Mike White: A couple years -- I had sort of inherited it when I moved into this house that I had bought. And I didn't have any animals up to that point -- I mean, when I was a little kid, I did -- I didn't even really realize how attached I had become to this cat. Over the years it sort of became my pet; it had come in, slept with me -- I was really just super-stressed, and kind of over-worked, and under-slept, and this cat's death just totally spun me out in a way that I totally did not expect. I just had a really emotional reaction to it, and it just gave me the idea – later, after the dust had settled – I just thought, "Well, that's an interesting idea for a movie premise – somebody who has a relationship with a pet, and the loss of that changes their life in away."
Cinematical: And you're not a psychologist, but obviously, you've thought about this to a certain degree – do you think that people put a lot of emotion into their relationship with their pets, because culturally, we're not supposed to it with work?

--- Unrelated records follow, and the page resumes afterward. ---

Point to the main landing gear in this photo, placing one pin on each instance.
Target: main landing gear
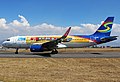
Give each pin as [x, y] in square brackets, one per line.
[54, 51]
[16, 51]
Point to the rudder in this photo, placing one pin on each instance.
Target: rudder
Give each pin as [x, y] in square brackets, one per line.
[105, 28]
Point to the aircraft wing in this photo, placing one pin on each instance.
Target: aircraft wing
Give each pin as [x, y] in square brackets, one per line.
[53, 44]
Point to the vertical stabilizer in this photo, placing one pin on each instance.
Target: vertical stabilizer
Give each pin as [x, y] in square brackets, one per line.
[105, 28]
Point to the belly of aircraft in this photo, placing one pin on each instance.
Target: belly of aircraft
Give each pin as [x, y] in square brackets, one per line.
[79, 45]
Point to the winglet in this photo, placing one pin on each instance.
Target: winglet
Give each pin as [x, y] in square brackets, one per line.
[66, 33]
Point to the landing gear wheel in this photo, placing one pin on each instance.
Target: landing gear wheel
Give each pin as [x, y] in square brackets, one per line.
[16, 51]
[54, 52]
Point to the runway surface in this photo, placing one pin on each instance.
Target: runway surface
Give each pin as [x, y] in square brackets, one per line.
[62, 55]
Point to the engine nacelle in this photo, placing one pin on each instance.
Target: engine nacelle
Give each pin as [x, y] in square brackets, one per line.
[36, 48]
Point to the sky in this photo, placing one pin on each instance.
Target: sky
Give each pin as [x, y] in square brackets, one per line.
[43, 17]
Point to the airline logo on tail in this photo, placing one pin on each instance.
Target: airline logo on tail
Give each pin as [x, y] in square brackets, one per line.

MW: Right. I think a lot of people do ... In the movie, people put a lot of their eggs in different ... I mean, Peggy's boss is really into his job, the parents with the kid, her friend at work who's obsessed with her boyfriend. ... Whether it's animals, or -- with animals, because they are a source of affection and because the relationship is relatively uncomplicated – there's not a lot of the bargaining that goes on in human relationships, and the needs of animals are pretty simple: being fed, and ...
Cinematical: Pick up the poop. ...
MW: Right. I think the movie – while it does sort of take her animal passion or animal love seriously, it also does gets into her projection on to the animals in her life and how some of it is a little absurd and kind of misguided at some points, too.